Il caso, che ha di fatto azzerato la presenza di opposizione nel Consiglio comunale del piccolo centro alle pendici dell’Etna, è scoppiato a maggio, poche settimane dopo l’annuncio da parte della minoranza di uno sciopero dai lavori d’aula contro le mancate dimissioni del sindaco Giuseppe Capizzi. All’origine della richiesta del passo indietro c’è stato il coinvolgimento di Capizzi nell’inchiesta per corruzione all’interno della struttura commissariale per il contrasto al rischio idrogeologico. Capizzi, che è un imprenditore edile, ha ammesso di avere pagato tangenti al commissario Maurizio Croce e per questo è stato rinviato a giudizio, dopo che il giudice per l’udienza preliminare non ha accolto la richiesta di patteggiamento della pena. Una vicenda che secondo i consiglieri d’opposizione ha gettato discredito sul Comune, ma che per il primo cittadino ha a che fare con la propria vita privata. Motivo per cui Capizzi ha ribadito la volontà di andare avanti con la propria amministrazione.

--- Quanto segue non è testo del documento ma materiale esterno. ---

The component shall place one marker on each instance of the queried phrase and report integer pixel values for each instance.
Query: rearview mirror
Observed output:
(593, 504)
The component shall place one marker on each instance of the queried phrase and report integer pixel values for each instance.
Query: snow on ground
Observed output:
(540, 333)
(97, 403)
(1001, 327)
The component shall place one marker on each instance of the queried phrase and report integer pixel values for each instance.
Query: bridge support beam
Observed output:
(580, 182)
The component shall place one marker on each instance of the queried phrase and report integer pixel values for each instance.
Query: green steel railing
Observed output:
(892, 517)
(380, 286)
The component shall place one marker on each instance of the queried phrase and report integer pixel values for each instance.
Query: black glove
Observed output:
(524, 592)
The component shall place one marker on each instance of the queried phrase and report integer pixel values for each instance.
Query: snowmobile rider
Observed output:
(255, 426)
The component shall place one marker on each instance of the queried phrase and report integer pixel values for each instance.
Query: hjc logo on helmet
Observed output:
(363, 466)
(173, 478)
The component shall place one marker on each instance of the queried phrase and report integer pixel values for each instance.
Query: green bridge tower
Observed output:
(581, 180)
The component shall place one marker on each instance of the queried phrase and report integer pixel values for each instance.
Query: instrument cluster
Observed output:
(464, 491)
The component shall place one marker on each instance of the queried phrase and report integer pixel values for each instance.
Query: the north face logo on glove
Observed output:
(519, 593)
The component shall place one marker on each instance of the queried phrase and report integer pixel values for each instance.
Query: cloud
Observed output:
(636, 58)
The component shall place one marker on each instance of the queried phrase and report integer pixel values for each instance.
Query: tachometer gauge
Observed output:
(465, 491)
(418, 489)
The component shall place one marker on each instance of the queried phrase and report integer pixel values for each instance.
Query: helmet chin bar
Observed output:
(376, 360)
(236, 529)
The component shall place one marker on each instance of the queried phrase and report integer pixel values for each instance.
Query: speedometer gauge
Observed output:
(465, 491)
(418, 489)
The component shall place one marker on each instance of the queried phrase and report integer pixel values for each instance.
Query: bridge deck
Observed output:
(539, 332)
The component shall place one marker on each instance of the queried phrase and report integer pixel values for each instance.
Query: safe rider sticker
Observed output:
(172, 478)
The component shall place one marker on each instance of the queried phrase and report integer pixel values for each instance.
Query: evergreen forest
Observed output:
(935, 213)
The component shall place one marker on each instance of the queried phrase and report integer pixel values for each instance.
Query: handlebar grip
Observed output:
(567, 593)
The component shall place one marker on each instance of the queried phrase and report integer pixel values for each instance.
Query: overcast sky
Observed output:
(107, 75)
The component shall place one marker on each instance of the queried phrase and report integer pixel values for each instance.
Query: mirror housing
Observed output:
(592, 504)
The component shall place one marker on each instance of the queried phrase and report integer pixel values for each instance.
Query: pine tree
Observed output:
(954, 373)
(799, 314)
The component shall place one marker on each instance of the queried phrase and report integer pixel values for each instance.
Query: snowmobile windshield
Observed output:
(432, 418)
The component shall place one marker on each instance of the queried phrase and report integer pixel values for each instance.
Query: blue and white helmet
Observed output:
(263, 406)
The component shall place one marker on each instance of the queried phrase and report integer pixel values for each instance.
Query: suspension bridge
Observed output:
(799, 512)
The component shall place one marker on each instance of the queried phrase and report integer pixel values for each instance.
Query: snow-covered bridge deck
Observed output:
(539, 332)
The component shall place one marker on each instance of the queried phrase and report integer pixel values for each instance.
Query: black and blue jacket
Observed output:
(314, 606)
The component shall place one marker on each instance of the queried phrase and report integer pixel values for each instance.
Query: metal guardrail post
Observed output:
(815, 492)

Dopo alcune settimane di attrito, con i consiglieri di minoranza volutamente assenti in aula, è arrivata la doccia gelata: la presidenza del Consiglio ha avviato l’iter di decadenza, votato all’unanimità puntando il dito contro le troppe assenze. Lo statuto comunale di Maletto prevede infatti che, in assenza di validi motivi, i consiglieri possano perdere il seggio in caso di tre assenze nell’arco dell’anno solare o consecutive ma in due anni. I provvedimenti hanno innalzato ancor di più il livello della tensione tra le parti: se per la maggioranza si è trattato soltanto dell’applicazione del regolamento, per gli espulsi, che si sono rivolti alla prefettura e alla Regione chiedendo un intervento, si è trattato di un sopruso. Il dazio da pagare per essersi contrapposti a Capizzi.
Finora a pronunciarsi sulla questione è stato soltanto il Tar. Per i giudici amministrativi, il Consiglio comunale di Maletto ha valutato le proposte di decadenza senza “estremo rigore”, come invece previsto dalla normativa nel momento in cui in ballo c’erano funzioni di pubblico interesse. Tale lettura ha interessato sia il caso di Foti che di Saitta, per i quali è stata riconosciuta la validità della protesta politica all’origine delle assenze seguite alle notizie sull’inchiesta giudiziaria che ha interessato il sindaco Capizzi.
“Le circostanze da cui consegue la decadenza vanno interpretate restrittivamente e con estremo rigore, data la limitazione che essa comporta all’esercizio di un munus publicum”, ha ricordato il Tar. Un approccio che, prima del voto del Consiglio comunale che ha portato all’espulsione della minoranza, era stato sollecitato anche dall’assessorato regionale agli Enti locali.
Nel caso di Saitta, tuttavia, a pesare sono state le motivazioni date dal consigliere per tre assenze compiute nel 2023: il 28 giugno, il 28 settembre e il 23 dicembre. Per ognuna di essere Saitta ha presentato come giustificazione gli impegni di lavoro. Anche nel suo caso si tratta di lavoro imprenditoriale nel settore edile: Saitta è infatti l’amministratore di una società a responsabilità limitata e come tale ha di fatto spiegato le assenze. Autogiustificazioni che però non sono state considerate sufficienti dal Tar che, in questo caso specifico, ha ritenuto “non irragionevole” la valutazione fatta dal Consiglio comunale e, di conseguenza, l’epilogo della decadenza.
Adesso mentre per Foti, le cui giustificazioni sono state tutte accolte dal Tar, si attende la reintegrazione nel senato cittadino, a Saitta toccherà decidere se appellare la sentenza di primo grado e rivolgersi al Consiglio di giustizia amministrativa.